Electric power converter

A solid-state transformer (SST), power electronic transformer (PET), or electronic power transformer is an AC-to-AC converter, a type of electric power converter that replaces a conventional transformer used in AC electric power distribution. It is more complex than a conventional transformer operating at utility frequency, but can be smaller and more efficient than conventional transformers because it operates at higher frequencies. Solid-state transformers are an emerging technology as of 2025.

Solid-state transformers can actively regulate voltage and current. Some can convert single-phase power to three-phase power and vice versa. Variations can input or output DC power to reduce the number of conversions, for greater end-to-end efficiency. As a complex electronic circuit, it must be designed to withstand lightning and other surges.

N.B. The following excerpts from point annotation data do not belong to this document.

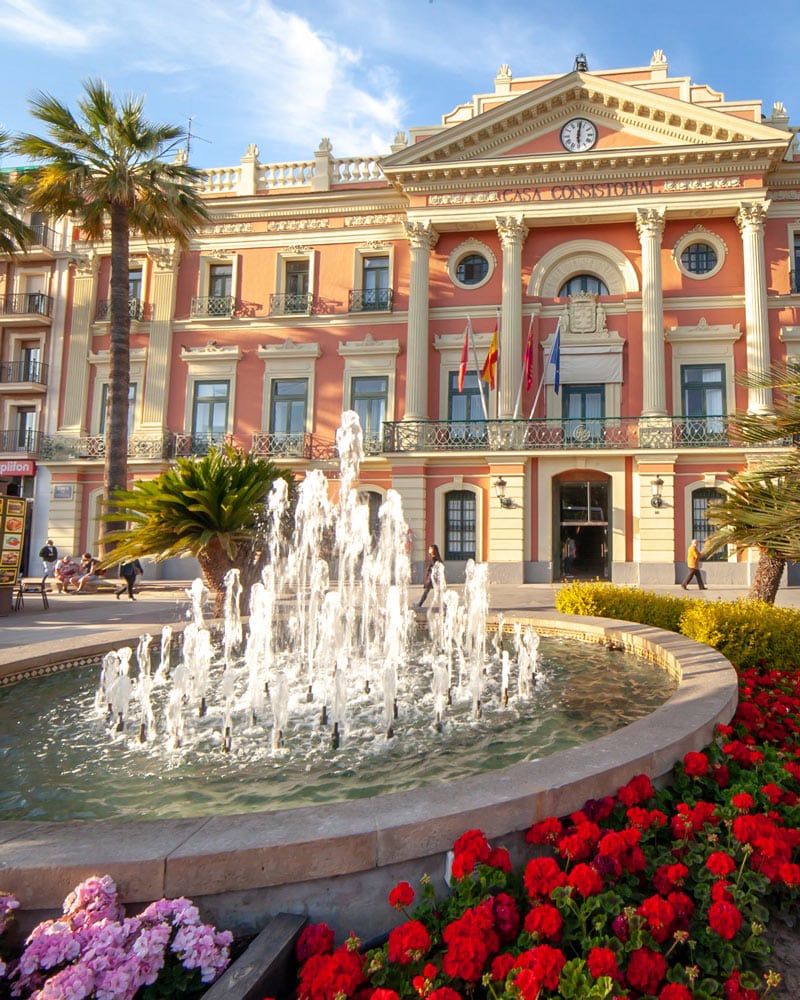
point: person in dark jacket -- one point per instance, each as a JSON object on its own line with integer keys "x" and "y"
{"x": 129, "y": 571}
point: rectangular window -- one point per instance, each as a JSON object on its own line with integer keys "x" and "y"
{"x": 131, "y": 408}
{"x": 296, "y": 286}
{"x": 375, "y": 283}
{"x": 583, "y": 412}
{"x": 703, "y": 395}
{"x": 210, "y": 410}
{"x": 368, "y": 397}
{"x": 459, "y": 525}
{"x": 288, "y": 406}
{"x": 25, "y": 429}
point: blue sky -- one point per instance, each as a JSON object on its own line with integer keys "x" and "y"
{"x": 283, "y": 75}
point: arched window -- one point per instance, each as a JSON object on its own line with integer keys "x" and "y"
{"x": 702, "y": 528}
{"x": 459, "y": 525}
{"x": 583, "y": 283}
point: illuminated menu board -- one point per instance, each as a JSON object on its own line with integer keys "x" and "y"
{"x": 12, "y": 533}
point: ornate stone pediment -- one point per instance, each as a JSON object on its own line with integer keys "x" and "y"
{"x": 584, "y": 315}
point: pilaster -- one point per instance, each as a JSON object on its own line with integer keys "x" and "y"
{"x": 84, "y": 295}
{"x": 422, "y": 238}
{"x": 650, "y": 227}
{"x": 512, "y": 233}
{"x": 163, "y": 290}
{"x": 750, "y": 220}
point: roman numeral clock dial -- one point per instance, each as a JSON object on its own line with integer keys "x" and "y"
{"x": 578, "y": 135}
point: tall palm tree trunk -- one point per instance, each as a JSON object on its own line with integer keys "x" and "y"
{"x": 116, "y": 463}
{"x": 768, "y": 577}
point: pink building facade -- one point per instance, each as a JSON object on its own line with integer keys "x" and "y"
{"x": 651, "y": 222}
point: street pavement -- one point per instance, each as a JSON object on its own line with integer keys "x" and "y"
{"x": 74, "y": 616}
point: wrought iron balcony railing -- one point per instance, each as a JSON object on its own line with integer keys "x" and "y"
{"x": 283, "y": 445}
{"x": 137, "y": 310}
{"x": 287, "y": 303}
{"x": 24, "y": 371}
{"x": 619, "y": 433}
{"x": 26, "y": 303}
{"x": 370, "y": 300}
{"x": 211, "y": 306}
{"x": 21, "y": 441}
{"x": 59, "y": 449}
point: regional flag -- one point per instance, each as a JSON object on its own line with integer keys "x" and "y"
{"x": 489, "y": 369}
{"x": 462, "y": 368}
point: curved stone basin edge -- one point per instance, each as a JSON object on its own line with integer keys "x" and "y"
{"x": 338, "y": 862}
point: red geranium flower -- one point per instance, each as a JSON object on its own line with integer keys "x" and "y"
{"x": 720, "y": 864}
{"x": 646, "y": 969}
{"x": 544, "y": 921}
{"x": 401, "y": 896}
{"x": 602, "y": 962}
{"x": 542, "y": 875}
{"x": 316, "y": 939}
{"x": 695, "y": 764}
{"x": 724, "y": 919}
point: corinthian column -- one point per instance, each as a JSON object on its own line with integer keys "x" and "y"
{"x": 84, "y": 292}
{"x": 422, "y": 238}
{"x": 650, "y": 227}
{"x": 512, "y": 233}
{"x": 163, "y": 287}
{"x": 751, "y": 225}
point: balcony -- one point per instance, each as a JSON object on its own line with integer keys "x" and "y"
{"x": 291, "y": 303}
{"x": 93, "y": 447}
{"x": 610, "y": 434}
{"x": 20, "y": 372}
{"x": 370, "y": 300}
{"x": 17, "y": 441}
{"x": 26, "y": 307}
{"x": 212, "y": 307}
{"x": 137, "y": 310}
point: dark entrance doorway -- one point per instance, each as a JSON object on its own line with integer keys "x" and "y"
{"x": 581, "y": 541}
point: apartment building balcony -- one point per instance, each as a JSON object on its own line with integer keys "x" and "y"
{"x": 291, "y": 303}
{"x": 138, "y": 310}
{"x": 21, "y": 441}
{"x": 212, "y": 307}
{"x": 609, "y": 434}
{"x": 153, "y": 447}
{"x": 23, "y": 374}
{"x": 370, "y": 300}
{"x": 25, "y": 308}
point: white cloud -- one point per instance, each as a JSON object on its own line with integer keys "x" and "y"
{"x": 31, "y": 23}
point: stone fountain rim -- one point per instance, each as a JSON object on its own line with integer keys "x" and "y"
{"x": 214, "y": 857}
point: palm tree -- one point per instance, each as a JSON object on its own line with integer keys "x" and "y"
{"x": 14, "y": 234}
{"x": 762, "y": 505}
{"x": 211, "y": 508}
{"x": 107, "y": 170}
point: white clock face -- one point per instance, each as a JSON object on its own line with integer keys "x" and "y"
{"x": 578, "y": 135}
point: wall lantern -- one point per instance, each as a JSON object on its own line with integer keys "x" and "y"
{"x": 656, "y": 500}
{"x": 500, "y": 491}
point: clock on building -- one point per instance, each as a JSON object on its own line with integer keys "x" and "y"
{"x": 578, "y": 135}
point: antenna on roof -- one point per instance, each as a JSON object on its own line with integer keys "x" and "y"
{"x": 190, "y": 135}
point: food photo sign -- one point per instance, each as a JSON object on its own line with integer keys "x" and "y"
{"x": 12, "y": 532}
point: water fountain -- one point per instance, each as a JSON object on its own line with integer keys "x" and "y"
{"x": 308, "y": 660}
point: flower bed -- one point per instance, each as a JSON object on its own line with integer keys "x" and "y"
{"x": 661, "y": 893}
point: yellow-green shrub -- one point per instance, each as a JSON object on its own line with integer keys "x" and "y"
{"x": 606, "y": 600}
{"x": 746, "y": 632}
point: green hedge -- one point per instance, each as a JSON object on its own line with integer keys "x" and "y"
{"x": 746, "y": 632}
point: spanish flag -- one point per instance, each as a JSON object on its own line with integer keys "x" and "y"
{"x": 489, "y": 370}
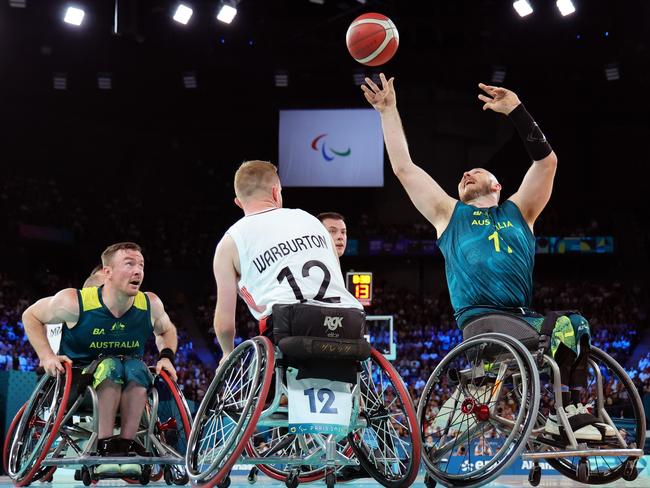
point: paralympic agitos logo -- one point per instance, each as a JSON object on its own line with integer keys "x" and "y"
{"x": 327, "y": 152}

The main types are true AC-to-AC converter (with no DC stages) and AC-to-DC-to-DC-to-AC converter (in which an active rectifier supplies power to a DC-to-DC converter, which supplies power to a power inverter). A solid-state transformer usually contains a transformer, inside the AC-to-AC converter or DC-to-DC converter, which provides electrical isolation and carries the full power. This transformer is smaller due to smaller DC-DC inverting stages between transformer coils, which consequently mean smaller transformer coils required to step up or step down voltages.

A modular solid-state transformer consists of several high-frequency transformers and is similar to a multi-level converter.